Federal Court vacates FDA’s Graphic Warnings Rule for Tobacco Products and Advertising.

The ANA (Association of National Advertisers) applauds the U.S. Court of Appeals for the District of Columbia Circuit for vacating the Food and Drug Administration (FDA) Rule requiring graphic new warnings on all tobacco products and advertising. The 2-1 decision of the Court of Appeals was announced on August 24th in the case of RJ Reynolds Tobacco Company v. FDA.

“We are very pleased that the Court of Appeals has vacated the FDA’s graphic warnings Rule,” said Dan Jaffe, ANA’s Group Executive Vice President for Government Relations. “The court held that the Rule would turn product packages and ads into miniature billboards for the government’s desired message. As the court noted, there are many other less intrusive alternatives the government can use to reduce smoking, but having the government compelling speech crosses a critically important constitutional line.”

The FDA rule was mandated by Congress under the Family Smoking Prevention and Tobacco Control Act of 2009. The FDA issued its final rule on June 21, 2011, which included highly disturbing graphics of cadavers, smoke coming out of a hole in a throat, and a lung filled with cigarette butts. Five tobacco companies filed a lawsuit in federal court in DC challenging the new rules. ANA and the American Advertising Federation (AAF) filed a “friend of the court” brief in the case on November 21, 2011, arguing that the Rule is an illegitimate effort to deputize advertisers to promote the government’s message. In March, the U.S. District Court for the District of Columbia issued a permanent injunction blocking enforcement of the law. That decision was appealed to the Court of Appeals and on April 4th, ANA and AAF filed another “friend of the court” brief in the case.

The court noted that “this case raises novel questions about the scope of the government’s authority to force the manufacturer of a product to go beyond making purely factual and accurate commercial disclosures and undermine its own economic interest—in this case, by making ‘every single pack of cigarettes in the country [a] mini billboard’ for the government’s anti-smoking message.’”

In vacating the Rule, the court stated: “The First Amendment requires the government not only to state a substantial interest justifying a regulation on commercial speech, but also to show that its regulation directly advances that goal. FDA failed to present any data – much less the substantial evidence required under the APA – showing that enacting their proposed graphic warnings will accomplish the agency’s stated objective of reducing smoking rates. The Rule thus cannot pass muster under Central Hudson.”

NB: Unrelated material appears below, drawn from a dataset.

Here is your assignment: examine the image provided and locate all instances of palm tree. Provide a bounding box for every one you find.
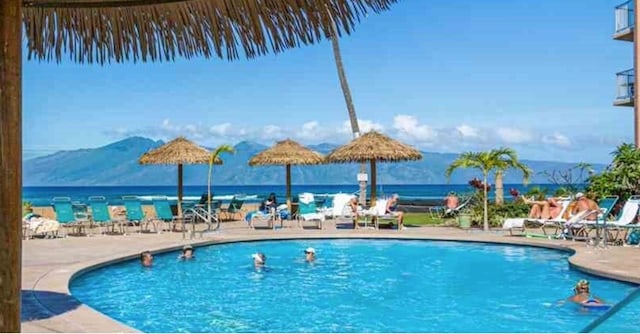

“While the issue here is tobacco advertising, there are numerous other products for which this Rule would have set a very dangerous precedent,” said Jaffe. “History shows that there is a wide range of products about which some believe ‘the government knows best’ and should have the power to regulate advertising in order to tilt public debate in a preferred direction. That is precisely the kind of paternalism that the First Amendment does not permit.”